Trained Persistent Memory for Frozen Decoder-Only LLMs
arXiv:2603.22329v1 Announce Type: new Abstract: Decoder-only language models are stateless: hidden representations are discarded after every forward pass and nothing persists across sessions. Jeong (2026a) showed that trained memory adapters give a frozen encoder-decoder backbone persistent latent-space memory, building on the lateral-memory framework of Jeong (2026b,c). Here we ask whether the same principle transfers to the decoder-only setting, where no cross-attention pathway exists and memory must enter through self-attention alone. We adapt six methods -- prefix, parallel cross-attention, KV extension, Hebbian memory, context-gated branch, and slot-based sparse write -- to a frozen GPT-2, training only a small adapter $\theta_{mem}$. The write rule is shared; only the read injection changes from decoder cross-attention to self-attention KV prefix or parallel branch. On LoCoMo we find a striking inductive-bias dichotomy: at $1\times$ capacity, three methods with strong architectu
arXiv:2603.22329v1 Announce Type: new Abstract: Decoder-only language models are stateless: hidden representations are discarded after every forward pass and nothing persists across sessions.
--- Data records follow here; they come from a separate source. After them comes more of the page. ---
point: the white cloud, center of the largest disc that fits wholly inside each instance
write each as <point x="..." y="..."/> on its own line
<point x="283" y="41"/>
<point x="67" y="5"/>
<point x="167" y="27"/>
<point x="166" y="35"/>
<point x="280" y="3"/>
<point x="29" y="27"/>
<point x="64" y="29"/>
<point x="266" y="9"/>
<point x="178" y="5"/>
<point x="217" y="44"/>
Jeong (2026a) showed that trained memory adapters give a frozen encoder-decoder backbone persistent latent-space memory, building on the lateral-memory framework of Jeong (2026b,c). Here we ask whether the same principle transfers to the decoder-only setting, where no cross-attention pathway exists and memory must enter through self-attention alone. We adapt six methods -- prefix, parallel cross-attention, KV extension, Hebbian memory, context-gated branch, and slot-based sparse write -- to a frozen GPT-2, training only a small adapter $\theta_{mem}$. The write rule is shared; only the read injection changes from decoder cross-attention to self-attention KV prefix or parallel branch. On LoCoMo we find a striking inductive-bias dichotomy: at $1\times$ capacity, three methods with strong architectural priors -- cross-attention (M.2), Hebbian (M.4), and slot write (M.6) -- achieve retained-memory scores of $7-18\%$ and knowledge gains $\Delta K$ of $7-10$, while the other three fail ($< 0.4\%$). At $10\times$ capacity all six converge, showing the gap is architectural, not fundamental. Together with the encoder-decoder results of Jeong (2026a) and the brain-inspired modules of Jeong (2026b,c), these findings establish persistent latent-space memory as a general paradigm spanning major transformer families.
Executive Summary
This study explores the concept of persistent memory in decoder-only language models, a stateless architecture commonly used in transformer-based language understanding. By adapting various memory injection methods to a frozen GPT-2 model, the researchers demonstrate that certain architectures can achieve retained-memory scores and knowledge gains, even at low capacity. However, the success of these methods is highly dependent on the architectural priors, suggesting that the gap between successful and unsuccessful methods is not fundamental, but rather a result of design choices. These findings have implications for the development of more efficient and effective transformer-based models, and highlight the importance of understanding the underlying architecture in achieving persistent memory.
Key Points
- ▸ The study demonstrates the feasibility of persistent memory in decoder-only language models.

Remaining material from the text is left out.